Les separaba el idioma, el país de residencia, la capacidad
económica y, aventuraba, infinidad de detalles que, de ser expuestos a la
luz del día, velarían casi de inmediato aquella desmedida atracción que
sintieron el uno hacia el otro nada más verse. Abandonaron el bar del hotel
y caminaron hasta un diminuto parque recoleto en el que se adentraron, asidos
de la mano, sin temor a poder ser descubiertos y sin recabar en el peligro
que suponía transitar por aquel lugar a esas horas de la noche. Recuerda
que le preguntó algo, pero o no fue capaz de entender el matiz de sus palabras
o no supo responder de una manera acertada en su idioma y la mujer se echó
a reír con ganas. Al detenerse frente a una balaustrada se volvió hacia
él y lo miró desde la profundidad de sus ojos azules con tal intensidad
que lo hizo estremecer. Nunca antes una mirada lo había implorado amor con
semejante pasión, nunca antes había besado a una mujer con la vehemencia
con la que lo estaba haciendo en ese instante. El era el protagonista de
un momento mágico que, con absoluta certeza, sublimaba la ensoñación de
millones de hombres desde sus alcobas. ¿Se encaprichaba a menudo esa joven
actriz de rostro casi adolescente del hombre que más atención le prestaba?
¿Se repetía aquel gesto cada vez que en algún rincón del planeta un hombre
afín a sus gustos la reconocía y se sentía irremediablemente atraído por
ella? ¿Habría sido uno más de una larga lista de escogidos por un caprichoso
corazón que se asomaba al mundo a través de un rostro sublime y risueño?

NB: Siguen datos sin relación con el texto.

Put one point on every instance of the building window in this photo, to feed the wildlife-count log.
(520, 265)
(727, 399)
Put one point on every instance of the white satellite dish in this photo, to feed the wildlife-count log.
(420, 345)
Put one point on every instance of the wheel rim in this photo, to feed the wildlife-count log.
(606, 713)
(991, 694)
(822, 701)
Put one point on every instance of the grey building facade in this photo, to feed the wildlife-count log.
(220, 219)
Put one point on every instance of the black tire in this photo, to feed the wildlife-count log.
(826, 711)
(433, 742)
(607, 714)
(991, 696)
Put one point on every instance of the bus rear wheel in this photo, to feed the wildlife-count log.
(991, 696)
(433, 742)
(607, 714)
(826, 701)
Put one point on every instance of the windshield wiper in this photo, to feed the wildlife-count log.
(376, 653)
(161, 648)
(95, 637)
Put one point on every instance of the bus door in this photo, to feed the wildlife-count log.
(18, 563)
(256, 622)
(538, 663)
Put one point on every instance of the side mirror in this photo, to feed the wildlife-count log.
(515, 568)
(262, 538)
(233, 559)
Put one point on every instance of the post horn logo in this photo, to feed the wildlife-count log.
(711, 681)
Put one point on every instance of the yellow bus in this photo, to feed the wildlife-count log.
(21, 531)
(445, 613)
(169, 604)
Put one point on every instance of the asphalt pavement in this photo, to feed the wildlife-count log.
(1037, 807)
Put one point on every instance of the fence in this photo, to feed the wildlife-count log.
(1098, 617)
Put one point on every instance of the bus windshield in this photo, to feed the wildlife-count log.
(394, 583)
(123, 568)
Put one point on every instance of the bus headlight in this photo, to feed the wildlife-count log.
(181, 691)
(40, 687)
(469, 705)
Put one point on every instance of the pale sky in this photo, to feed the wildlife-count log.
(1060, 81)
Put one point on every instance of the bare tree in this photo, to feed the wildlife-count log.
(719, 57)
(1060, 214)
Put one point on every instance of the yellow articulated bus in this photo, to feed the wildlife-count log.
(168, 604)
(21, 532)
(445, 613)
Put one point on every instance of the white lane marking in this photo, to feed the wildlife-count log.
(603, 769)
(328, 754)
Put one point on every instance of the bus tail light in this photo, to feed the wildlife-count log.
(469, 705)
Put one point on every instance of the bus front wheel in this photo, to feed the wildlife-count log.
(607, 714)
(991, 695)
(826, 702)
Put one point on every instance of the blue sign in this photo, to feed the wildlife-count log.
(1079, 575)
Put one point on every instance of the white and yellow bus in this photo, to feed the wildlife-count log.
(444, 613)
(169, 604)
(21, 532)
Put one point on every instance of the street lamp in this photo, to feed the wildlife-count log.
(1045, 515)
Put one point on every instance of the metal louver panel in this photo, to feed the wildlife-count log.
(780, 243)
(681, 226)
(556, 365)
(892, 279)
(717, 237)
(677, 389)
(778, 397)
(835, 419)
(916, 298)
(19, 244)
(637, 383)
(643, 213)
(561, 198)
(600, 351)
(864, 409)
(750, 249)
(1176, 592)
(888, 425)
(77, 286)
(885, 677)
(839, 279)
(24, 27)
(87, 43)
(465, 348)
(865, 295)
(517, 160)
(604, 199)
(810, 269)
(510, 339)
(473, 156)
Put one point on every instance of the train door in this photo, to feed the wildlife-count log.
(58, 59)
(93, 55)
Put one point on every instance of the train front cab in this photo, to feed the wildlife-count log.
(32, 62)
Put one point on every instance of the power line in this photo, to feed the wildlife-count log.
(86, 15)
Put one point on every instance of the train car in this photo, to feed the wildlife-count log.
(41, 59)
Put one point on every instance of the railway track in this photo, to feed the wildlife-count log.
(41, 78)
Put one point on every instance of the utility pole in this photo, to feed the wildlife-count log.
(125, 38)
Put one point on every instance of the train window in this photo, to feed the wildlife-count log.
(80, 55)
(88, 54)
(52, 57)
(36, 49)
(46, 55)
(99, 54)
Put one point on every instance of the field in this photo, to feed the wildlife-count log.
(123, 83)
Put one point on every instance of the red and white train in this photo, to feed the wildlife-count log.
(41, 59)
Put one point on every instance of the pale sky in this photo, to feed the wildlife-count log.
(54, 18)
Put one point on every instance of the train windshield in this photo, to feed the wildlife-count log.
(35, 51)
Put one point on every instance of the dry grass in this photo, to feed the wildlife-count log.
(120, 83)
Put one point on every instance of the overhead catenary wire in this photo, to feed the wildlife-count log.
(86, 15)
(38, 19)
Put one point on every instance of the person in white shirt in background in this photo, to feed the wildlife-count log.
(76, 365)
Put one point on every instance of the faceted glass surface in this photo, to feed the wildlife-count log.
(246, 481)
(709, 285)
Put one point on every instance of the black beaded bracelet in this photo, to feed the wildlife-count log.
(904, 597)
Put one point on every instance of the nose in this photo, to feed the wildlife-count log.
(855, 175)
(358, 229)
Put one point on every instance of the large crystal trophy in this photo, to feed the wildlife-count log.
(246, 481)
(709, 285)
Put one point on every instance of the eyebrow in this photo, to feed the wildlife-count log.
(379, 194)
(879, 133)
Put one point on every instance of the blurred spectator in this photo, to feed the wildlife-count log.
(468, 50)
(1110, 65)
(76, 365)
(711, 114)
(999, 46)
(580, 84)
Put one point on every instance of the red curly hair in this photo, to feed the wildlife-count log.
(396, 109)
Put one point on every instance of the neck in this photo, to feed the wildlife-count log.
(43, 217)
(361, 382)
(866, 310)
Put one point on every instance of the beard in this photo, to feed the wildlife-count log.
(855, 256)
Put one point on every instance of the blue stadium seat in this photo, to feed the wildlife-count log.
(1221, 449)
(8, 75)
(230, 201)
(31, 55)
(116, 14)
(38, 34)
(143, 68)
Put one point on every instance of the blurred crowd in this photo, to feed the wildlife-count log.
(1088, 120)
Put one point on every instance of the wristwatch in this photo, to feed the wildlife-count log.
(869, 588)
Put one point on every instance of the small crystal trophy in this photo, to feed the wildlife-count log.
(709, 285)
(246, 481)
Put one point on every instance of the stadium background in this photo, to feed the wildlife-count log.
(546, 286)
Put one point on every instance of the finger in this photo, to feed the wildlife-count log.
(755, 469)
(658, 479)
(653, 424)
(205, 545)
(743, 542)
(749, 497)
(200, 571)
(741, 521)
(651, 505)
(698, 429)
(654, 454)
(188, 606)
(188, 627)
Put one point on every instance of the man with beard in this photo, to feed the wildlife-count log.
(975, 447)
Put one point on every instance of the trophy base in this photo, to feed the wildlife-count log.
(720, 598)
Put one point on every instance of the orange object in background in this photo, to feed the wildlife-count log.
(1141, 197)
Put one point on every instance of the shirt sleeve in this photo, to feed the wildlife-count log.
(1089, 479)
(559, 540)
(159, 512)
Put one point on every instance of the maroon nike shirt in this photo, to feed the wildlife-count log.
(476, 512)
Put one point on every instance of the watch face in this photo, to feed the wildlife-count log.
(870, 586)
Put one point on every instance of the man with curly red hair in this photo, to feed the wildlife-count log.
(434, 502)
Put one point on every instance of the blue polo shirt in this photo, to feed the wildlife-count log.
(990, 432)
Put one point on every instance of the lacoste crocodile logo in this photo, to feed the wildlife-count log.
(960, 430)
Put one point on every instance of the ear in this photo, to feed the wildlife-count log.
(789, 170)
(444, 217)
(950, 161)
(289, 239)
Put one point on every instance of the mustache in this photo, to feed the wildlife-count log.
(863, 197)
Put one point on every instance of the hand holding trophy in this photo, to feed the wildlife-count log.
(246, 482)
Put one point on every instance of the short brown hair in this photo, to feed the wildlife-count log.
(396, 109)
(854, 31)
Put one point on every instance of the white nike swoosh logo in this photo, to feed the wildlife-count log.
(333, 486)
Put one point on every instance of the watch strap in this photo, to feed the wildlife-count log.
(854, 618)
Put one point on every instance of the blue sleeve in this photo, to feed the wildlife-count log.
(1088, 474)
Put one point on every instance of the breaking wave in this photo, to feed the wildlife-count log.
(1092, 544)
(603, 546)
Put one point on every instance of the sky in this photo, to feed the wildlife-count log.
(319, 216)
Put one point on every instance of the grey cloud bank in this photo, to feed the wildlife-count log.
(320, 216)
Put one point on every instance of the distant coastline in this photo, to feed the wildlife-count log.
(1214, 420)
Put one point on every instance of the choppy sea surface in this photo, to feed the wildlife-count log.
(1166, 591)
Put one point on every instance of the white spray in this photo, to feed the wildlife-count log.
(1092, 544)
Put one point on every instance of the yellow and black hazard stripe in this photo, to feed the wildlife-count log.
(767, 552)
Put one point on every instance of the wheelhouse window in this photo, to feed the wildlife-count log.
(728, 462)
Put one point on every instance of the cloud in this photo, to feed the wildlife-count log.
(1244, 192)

Las dudas se desvanecieron cuando, al alba, le preguntó con aniñada picardía
si desearía viajar con ella a Nueva York para ayudarle a preparar el guion
de su próxima película. Le había puesto el mundo a sus pies y no tenía calzado
ni para dar el primer paso. Y en ese instante, tomando conciencia de quién
era y de cuáles eran sus limitaciones, la dejó marchar a sabiendas de que
cualquier otro en su lugar hubiera partido con ella aunque el destino hubiese
sido el fin del mundo. Con los años, dejó de ver a un cobarde cada vez que
se cruzaba con su reflejo en el espejo; simplemente se miraba como quien
mira a un extraño cuya vida anodina había sembrado de supuestas decisiones
acertadas a costa de no arriesgar nada para no caer dando tumbos por la
incertidumbre de la vida.
Apagó el televisor y agradeció que las últimas imágenes de la película que
su actriz amante protagonizaba le hubiesen reflotado aquellos momentos grabados
a fuego en su memoria, habitualmente hundidos en las profundidades abisales
de un mar repleto de sentimientos contradictorios que era mejor mantener
alejados de las aguas calmas de la superficie. Fueron suyos cada mechón
dorado de su pelo ensortijado, sus labios finos, su cuerpo espigado, su
cara de ángel, sus ojos celestes que le imploraban amor desde el lugar más
recóndito de su alma aventurera, su sonrisa infantil, su caminar desgarbado,
su humor burlón e ingenuo a la vez, y hasta la esperanza de un nuevo futuro
en su compañía. Durante un instante en el tiempo fueron suyos. De un payaso.